Hint: $f Dg = 5 (-6 \sin2x)$
Do you see your issue now?
Well,
With time you'll get practice with derivatives and you'll do the derivatives of $f$ and $g$ mentally to put in there. However, to get started write down the derivatives. You have:
$$f(x) = 5$$ $$g(x) = 4+ 3\cos2x$$ $$h(x)=\left(\frac{f}{g}\right)(x)$$
Hence you have $f'(x) = 0$ and $g'(x) = -6 \sin2x$. Now you plug them into the equation that gives the derivative of $h$:
$$h'(x)=\frac{f'(x)g(x)-f(x)g'(x)}{(g(x))^2}$$
Substituting you get:
$$h'(x)=\frac{30\sin2x}{(4+3\cos2x)^2}$$
Which is not zero. Do it to get started, write down the functions involved, the derivatives and work out what you want. With time you get practive and mentally you're goint to think : "well, derivative of $f$ is this, derivative of $g$ is that now let's put them in the formula".
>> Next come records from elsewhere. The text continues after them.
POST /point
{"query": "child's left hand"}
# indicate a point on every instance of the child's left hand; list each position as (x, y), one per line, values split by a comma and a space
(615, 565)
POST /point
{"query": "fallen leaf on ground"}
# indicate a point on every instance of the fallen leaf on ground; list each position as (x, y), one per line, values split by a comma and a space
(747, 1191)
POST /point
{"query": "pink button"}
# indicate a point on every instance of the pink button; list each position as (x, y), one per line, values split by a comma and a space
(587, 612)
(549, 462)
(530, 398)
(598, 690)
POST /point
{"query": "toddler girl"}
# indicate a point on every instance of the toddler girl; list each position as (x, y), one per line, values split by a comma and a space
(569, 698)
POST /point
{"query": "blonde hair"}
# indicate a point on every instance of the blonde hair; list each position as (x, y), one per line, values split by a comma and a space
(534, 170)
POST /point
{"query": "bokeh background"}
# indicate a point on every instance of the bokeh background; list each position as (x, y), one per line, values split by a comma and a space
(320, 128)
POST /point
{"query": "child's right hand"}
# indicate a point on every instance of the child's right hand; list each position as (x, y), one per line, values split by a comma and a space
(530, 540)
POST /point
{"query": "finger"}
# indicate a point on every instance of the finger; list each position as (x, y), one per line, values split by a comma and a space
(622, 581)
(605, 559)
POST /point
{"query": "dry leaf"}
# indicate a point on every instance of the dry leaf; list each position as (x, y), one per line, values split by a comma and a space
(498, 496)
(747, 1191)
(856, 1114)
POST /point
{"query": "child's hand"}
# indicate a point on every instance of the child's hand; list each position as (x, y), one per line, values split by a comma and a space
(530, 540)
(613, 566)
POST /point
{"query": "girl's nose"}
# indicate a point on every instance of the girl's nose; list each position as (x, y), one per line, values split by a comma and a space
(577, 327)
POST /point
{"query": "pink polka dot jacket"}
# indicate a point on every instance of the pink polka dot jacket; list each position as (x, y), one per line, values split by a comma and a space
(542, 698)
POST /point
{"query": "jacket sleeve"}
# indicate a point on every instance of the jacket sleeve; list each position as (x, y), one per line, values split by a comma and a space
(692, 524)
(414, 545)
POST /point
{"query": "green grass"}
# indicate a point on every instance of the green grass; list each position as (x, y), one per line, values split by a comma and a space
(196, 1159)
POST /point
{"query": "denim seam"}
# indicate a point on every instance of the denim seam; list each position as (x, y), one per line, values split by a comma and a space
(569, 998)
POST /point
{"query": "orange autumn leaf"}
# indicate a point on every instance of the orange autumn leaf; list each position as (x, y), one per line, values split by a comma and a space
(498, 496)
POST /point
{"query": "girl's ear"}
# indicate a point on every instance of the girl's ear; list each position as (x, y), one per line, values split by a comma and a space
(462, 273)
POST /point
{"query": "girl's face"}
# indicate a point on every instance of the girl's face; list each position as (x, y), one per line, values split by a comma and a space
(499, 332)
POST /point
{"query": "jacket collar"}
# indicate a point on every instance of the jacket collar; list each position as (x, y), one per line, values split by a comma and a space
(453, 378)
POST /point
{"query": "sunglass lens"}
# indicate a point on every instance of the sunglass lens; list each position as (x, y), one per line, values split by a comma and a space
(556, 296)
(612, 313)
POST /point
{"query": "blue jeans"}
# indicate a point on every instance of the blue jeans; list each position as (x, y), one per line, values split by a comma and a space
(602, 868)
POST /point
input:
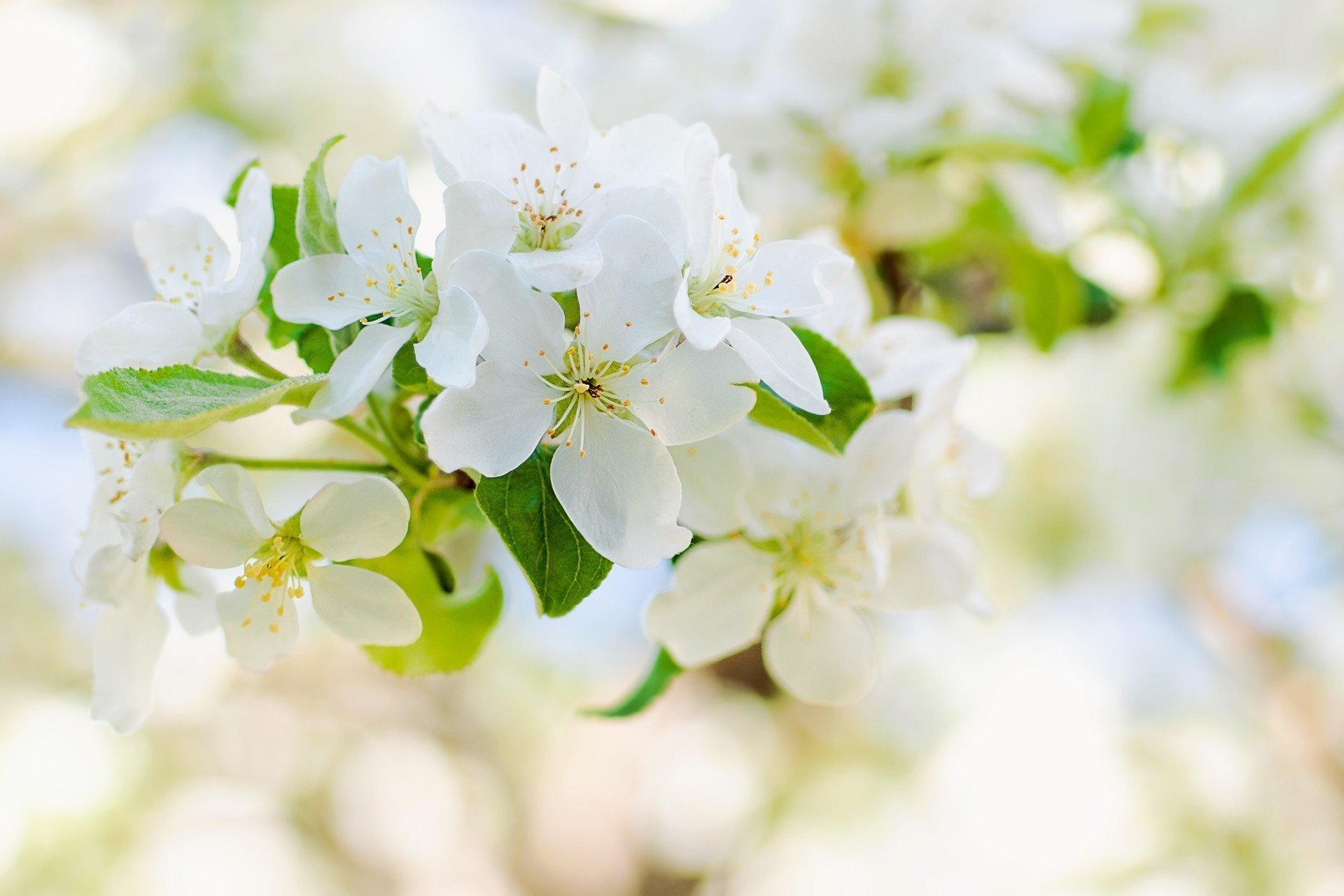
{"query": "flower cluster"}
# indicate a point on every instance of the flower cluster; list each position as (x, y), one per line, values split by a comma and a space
(603, 349)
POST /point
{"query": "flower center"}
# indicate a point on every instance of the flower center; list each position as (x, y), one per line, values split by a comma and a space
(720, 288)
(549, 216)
(277, 567)
(585, 384)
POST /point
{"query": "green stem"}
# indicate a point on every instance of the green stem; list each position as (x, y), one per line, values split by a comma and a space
(244, 355)
(405, 469)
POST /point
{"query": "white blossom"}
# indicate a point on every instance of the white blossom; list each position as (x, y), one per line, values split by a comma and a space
(816, 552)
(542, 197)
(203, 285)
(612, 397)
(381, 284)
(343, 522)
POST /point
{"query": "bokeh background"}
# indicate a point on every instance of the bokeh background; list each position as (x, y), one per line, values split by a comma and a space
(1136, 204)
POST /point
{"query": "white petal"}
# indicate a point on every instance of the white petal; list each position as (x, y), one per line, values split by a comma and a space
(254, 645)
(222, 308)
(182, 251)
(702, 332)
(562, 113)
(254, 211)
(558, 270)
(721, 598)
(492, 426)
(641, 152)
(655, 206)
(454, 340)
(927, 566)
(522, 321)
(362, 519)
(463, 149)
(144, 335)
(701, 158)
(235, 488)
(210, 533)
(803, 276)
(777, 356)
(356, 371)
(326, 289)
(195, 609)
(689, 396)
(629, 302)
(374, 210)
(622, 495)
(981, 465)
(113, 578)
(477, 216)
(151, 491)
(713, 476)
(127, 644)
(820, 652)
(363, 606)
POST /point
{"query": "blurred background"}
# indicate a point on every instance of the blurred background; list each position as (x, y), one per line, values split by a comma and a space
(1138, 206)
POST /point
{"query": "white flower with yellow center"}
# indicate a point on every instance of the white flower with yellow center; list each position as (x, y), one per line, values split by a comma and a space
(136, 484)
(307, 554)
(612, 397)
(381, 284)
(542, 197)
(816, 554)
(737, 288)
(204, 285)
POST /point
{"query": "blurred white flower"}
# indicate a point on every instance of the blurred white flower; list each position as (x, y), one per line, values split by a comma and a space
(818, 552)
(201, 298)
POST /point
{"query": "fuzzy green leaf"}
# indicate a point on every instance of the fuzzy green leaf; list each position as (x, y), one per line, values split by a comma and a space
(522, 505)
(181, 400)
(318, 234)
(841, 384)
(662, 673)
(456, 625)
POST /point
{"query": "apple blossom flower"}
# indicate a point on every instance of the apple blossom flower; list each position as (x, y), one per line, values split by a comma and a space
(736, 288)
(610, 402)
(136, 484)
(381, 284)
(818, 552)
(923, 360)
(343, 522)
(542, 197)
(203, 288)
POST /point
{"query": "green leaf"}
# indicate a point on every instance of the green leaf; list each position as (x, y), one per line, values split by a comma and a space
(1050, 295)
(1243, 318)
(662, 673)
(522, 505)
(456, 625)
(318, 234)
(841, 384)
(1102, 124)
(181, 400)
(1282, 155)
(773, 412)
(232, 197)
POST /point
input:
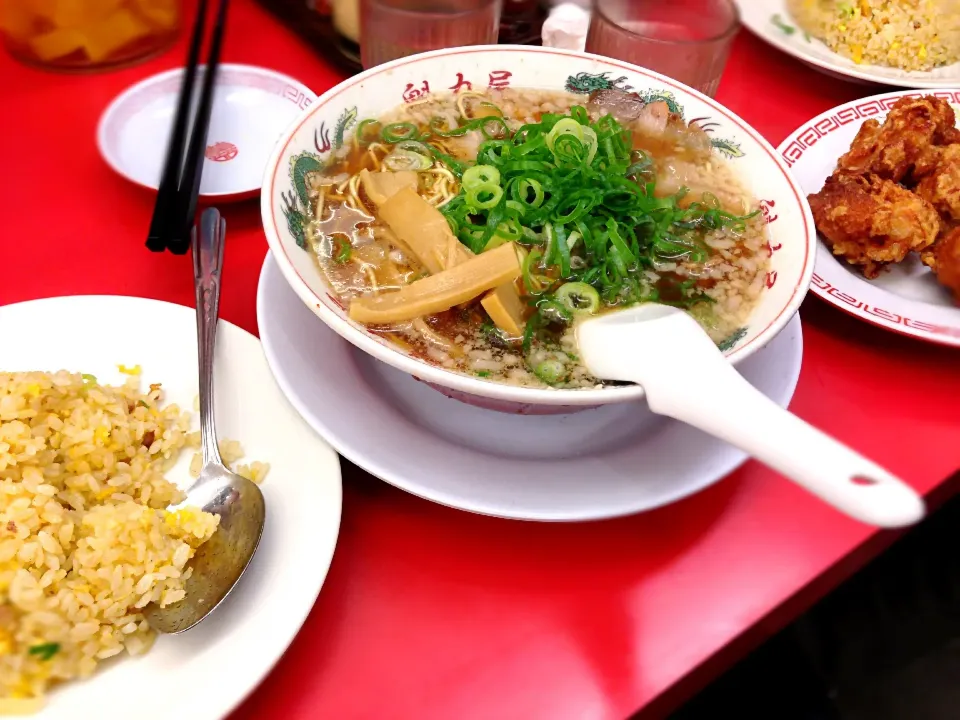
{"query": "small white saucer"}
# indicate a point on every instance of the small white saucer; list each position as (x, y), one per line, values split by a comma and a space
(252, 107)
(612, 461)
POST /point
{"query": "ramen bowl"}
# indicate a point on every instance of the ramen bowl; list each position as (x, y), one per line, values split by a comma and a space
(331, 121)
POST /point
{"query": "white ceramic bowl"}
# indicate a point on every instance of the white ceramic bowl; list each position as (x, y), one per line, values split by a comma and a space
(252, 107)
(330, 120)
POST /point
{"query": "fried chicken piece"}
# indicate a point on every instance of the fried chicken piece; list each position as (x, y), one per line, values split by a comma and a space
(893, 150)
(941, 187)
(944, 260)
(871, 221)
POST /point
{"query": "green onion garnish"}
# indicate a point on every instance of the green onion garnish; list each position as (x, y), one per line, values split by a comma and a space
(45, 651)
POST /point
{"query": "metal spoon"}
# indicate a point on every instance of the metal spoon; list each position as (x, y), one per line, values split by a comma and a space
(221, 560)
(685, 376)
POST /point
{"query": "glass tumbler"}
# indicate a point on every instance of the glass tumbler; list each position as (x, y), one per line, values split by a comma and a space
(80, 35)
(687, 40)
(391, 29)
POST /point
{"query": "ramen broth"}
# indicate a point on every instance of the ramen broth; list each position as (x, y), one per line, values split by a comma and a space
(645, 210)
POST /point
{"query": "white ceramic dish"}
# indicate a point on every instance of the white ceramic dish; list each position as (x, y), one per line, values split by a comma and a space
(906, 298)
(206, 672)
(600, 463)
(375, 91)
(758, 16)
(252, 106)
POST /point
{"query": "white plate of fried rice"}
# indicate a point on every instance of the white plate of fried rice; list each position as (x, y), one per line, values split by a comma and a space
(906, 43)
(96, 438)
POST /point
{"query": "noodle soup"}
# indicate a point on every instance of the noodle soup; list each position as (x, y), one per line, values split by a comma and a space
(474, 230)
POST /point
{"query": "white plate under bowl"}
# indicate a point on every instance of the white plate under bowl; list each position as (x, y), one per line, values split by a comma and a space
(252, 107)
(906, 298)
(607, 462)
(758, 16)
(206, 672)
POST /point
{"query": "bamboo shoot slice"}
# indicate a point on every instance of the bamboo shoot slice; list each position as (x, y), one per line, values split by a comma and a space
(381, 186)
(421, 227)
(441, 291)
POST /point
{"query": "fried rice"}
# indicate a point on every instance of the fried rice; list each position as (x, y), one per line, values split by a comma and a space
(905, 34)
(86, 539)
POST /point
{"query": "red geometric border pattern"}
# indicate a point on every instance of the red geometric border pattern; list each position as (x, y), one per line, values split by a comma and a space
(810, 134)
(892, 317)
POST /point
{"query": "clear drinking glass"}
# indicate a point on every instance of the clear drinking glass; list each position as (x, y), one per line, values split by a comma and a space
(81, 35)
(688, 40)
(390, 29)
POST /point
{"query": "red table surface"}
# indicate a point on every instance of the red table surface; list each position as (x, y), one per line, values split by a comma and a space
(433, 613)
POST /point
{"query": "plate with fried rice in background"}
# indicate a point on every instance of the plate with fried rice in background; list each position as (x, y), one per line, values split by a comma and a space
(906, 43)
(97, 439)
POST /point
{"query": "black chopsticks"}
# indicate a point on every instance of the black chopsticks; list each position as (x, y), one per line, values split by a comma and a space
(176, 204)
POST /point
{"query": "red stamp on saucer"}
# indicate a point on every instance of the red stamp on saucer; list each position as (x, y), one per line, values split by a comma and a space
(221, 152)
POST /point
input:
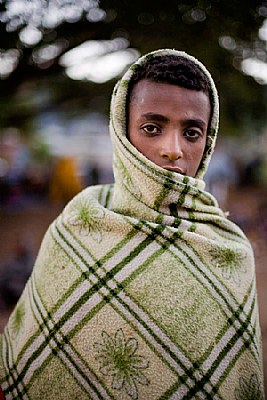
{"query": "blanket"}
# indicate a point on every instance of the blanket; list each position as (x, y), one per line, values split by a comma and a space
(142, 289)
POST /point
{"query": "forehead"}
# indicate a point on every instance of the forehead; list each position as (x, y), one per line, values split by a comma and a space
(147, 94)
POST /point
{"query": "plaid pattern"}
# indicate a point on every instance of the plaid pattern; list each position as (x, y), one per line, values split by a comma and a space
(141, 290)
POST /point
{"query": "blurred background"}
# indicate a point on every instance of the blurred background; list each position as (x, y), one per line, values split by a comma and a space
(59, 61)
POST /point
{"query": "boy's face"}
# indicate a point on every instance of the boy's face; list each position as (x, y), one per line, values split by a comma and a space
(168, 124)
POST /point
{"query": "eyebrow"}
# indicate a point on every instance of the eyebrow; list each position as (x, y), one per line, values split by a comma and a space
(186, 122)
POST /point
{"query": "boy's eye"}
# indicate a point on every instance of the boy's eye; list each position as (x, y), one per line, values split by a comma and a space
(192, 134)
(151, 129)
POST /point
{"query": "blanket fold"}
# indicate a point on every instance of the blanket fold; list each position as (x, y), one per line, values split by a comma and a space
(142, 289)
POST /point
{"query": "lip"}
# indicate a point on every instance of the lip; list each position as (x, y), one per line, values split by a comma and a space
(173, 169)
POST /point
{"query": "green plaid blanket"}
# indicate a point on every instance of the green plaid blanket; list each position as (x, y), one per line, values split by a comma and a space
(141, 290)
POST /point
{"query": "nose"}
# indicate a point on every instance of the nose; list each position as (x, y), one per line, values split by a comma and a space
(171, 147)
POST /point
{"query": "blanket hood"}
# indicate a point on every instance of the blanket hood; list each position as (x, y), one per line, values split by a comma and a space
(118, 120)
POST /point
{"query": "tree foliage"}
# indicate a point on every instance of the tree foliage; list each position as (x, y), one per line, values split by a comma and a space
(220, 33)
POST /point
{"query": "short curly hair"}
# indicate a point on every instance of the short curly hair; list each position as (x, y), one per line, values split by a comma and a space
(176, 70)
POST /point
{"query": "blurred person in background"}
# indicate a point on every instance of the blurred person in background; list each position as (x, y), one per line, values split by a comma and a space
(143, 289)
(65, 182)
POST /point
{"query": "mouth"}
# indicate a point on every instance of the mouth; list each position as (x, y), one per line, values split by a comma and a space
(174, 169)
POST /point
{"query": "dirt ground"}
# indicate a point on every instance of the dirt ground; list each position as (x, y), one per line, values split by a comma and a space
(247, 207)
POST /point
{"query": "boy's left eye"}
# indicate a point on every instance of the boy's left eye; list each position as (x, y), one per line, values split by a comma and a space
(192, 134)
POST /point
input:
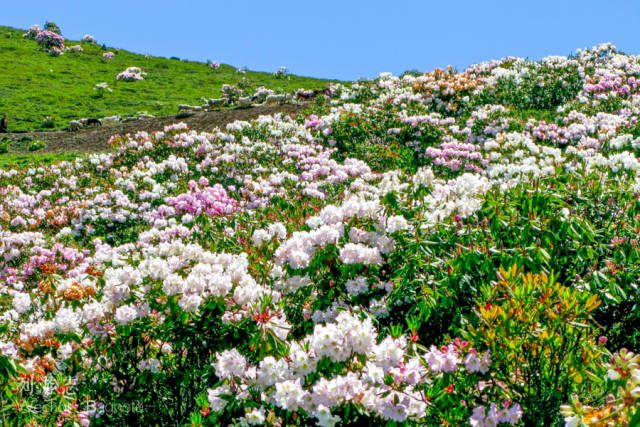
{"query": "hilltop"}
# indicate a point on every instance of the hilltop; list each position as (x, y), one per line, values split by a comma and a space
(35, 85)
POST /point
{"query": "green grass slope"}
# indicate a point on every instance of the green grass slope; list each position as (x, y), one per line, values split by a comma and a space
(35, 85)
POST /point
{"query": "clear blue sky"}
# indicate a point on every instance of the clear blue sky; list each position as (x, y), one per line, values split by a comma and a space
(340, 39)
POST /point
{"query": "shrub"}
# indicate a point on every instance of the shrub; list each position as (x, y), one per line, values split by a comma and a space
(49, 122)
(51, 26)
(36, 145)
(4, 145)
(50, 40)
(621, 405)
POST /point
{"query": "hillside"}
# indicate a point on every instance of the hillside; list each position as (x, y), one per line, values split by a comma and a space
(35, 85)
(453, 248)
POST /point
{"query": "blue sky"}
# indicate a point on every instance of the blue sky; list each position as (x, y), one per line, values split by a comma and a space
(344, 39)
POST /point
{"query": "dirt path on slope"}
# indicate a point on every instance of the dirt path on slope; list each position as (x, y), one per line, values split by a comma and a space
(95, 139)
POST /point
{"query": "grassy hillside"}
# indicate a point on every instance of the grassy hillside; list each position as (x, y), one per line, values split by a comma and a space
(35, 85)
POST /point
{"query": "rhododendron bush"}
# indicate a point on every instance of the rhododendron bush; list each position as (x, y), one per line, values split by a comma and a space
(453, 248)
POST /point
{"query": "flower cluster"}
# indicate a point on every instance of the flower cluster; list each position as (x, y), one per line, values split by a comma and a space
(130, 74)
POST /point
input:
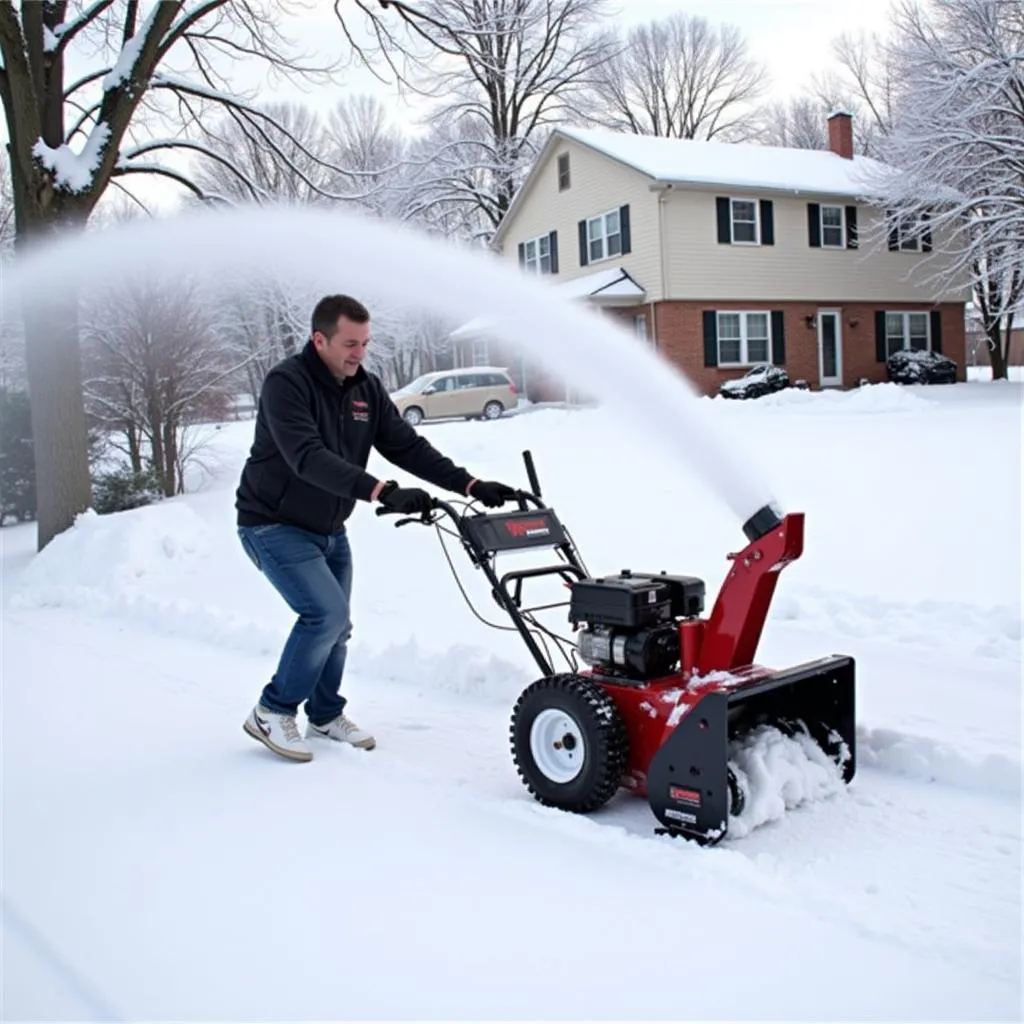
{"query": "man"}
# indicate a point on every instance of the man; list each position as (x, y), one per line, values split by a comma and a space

Actually, you can simply use $$ \left(\frac{5}{f}\right)'=-\frac{5f'}{f^2} $$ with $f(x)=4+3\cos(2x)$.
For this case, it is handy to know that $(1/f)' = -f'/f^2$.
The 5 in the numerator is a constant, so it stays. Setting $f(x) = 4+3\cos(2x)$, $f'(x) = 6\sin(2x)$, so $(1/f)' = -6\sin(2x)/(4+3\cos(2x))^2$ and the final result is 5 times this.